Vernon Webb wrote:
Yesterday someone asked if I used sa-learn and the response to myself was, I have
something else to learn. Can someone explain to me how to use it?
If I understand correctly sa-learn can be used to train SA to recognize certain
messages as SPAM or HAM. I've run the sa-learn command but it is not very clear as to
how it is used. I mean I understand if I use "sa-learn --spam" I can train SA that
something is SPAM but what, where? For instance today the thing is not "Effie
Present" but rather "Happy NW Effie". So the efforts I took yesterday using the
phish.ndb and scan.ndb database is still not cathcing these guys (however it is
catching some Phishing scams).
I'm willing to try sa-learn, but what will that do for me? These guys are beginning to
drive me nuts and obvioulsy I have something wrong as others are telling me these are
being caught as SPAM on their systems.
Thanks
Tons here getting trapped with the "Happy NW (name)" spam:
X-Spam-Level: xxxxxxxxxxxxxxxxxxxx
X-Spam-Status: Hits:20.2 Learn:no Tests:BAYES_99,DATE_IN_PAST_03_06,
HELO_DYNAMIC_DHCP,HELO_DYNAMIC_IPADDR,RCVD_FORGED_WROTE,RCVD_IN_SORBS_DUL,
SARE_LWSHORTT,SARE_MLB_Stock1,SARE_MLB_Stock2
auto_learn, auto_whitelist and auto_expire are on and I have set a more
strict window for auto_learn and when bayes first kicks in:
bayes_min_ham_num 500
bayes_min_spam_num 500
bayes_auto_learn_threshold_nonspam -0.15
bayes_auto_learn_threshold_spam 15.0
Here is a dump of the bayes DB stats:
0.000 0 3 0 non-token data: bayes db version
0.000 0 9307 0 non-token data: nspam
0.000 0 2461 0 non-token data: nham
0.000 0 195899 0 non-token data: ntokens
0.000 0 1167342651 0 non-token data: oldest atime
0.000 0 1167411577 0 non-token data: newest atime
0.000 0 1167411583 0 non-token data: last journal sync atime
0.000 0 1167393605 0 non-token data: last expiry atime
0.000 0 50956 0 non-token data: last expire atime delta
0.000 0 86718 0 non-token data: last expire reduction count
I have had this going now for a few days. I deposit anything scoring
over 25 in a special mailbox and then rejecting the message at SMTP.
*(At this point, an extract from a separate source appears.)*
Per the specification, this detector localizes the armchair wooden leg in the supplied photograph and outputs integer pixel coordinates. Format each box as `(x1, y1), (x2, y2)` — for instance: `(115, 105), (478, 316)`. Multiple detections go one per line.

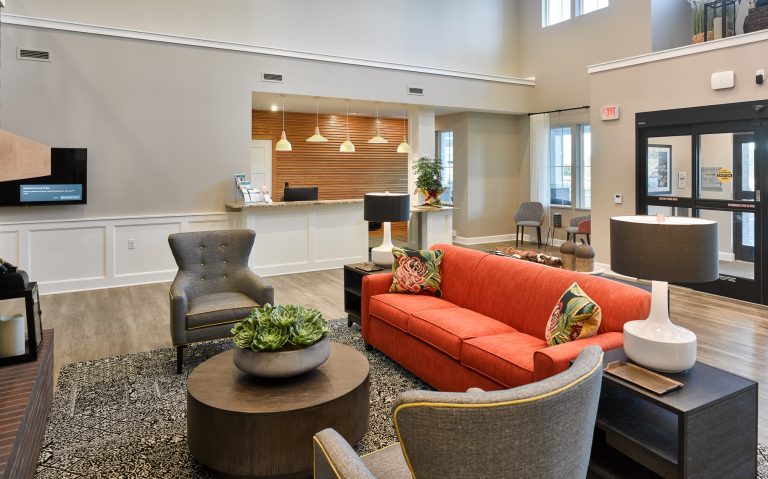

Anything scoring over 5 is then placed in individual account spambox
mailboxes. I also am monitoring close what is getting rejected. So far
nothing legit gets rejected. I have also not noticed any message that
was a false positive/negative get auto_learned. Therefore, token data in
the bayes DB has not been changed. That is good in a sense as you don't
want false positive/negative messages getting auto_learned in one
direction or another.
Maybe I'm wrong. It works, so I will continue to monitor and be happy.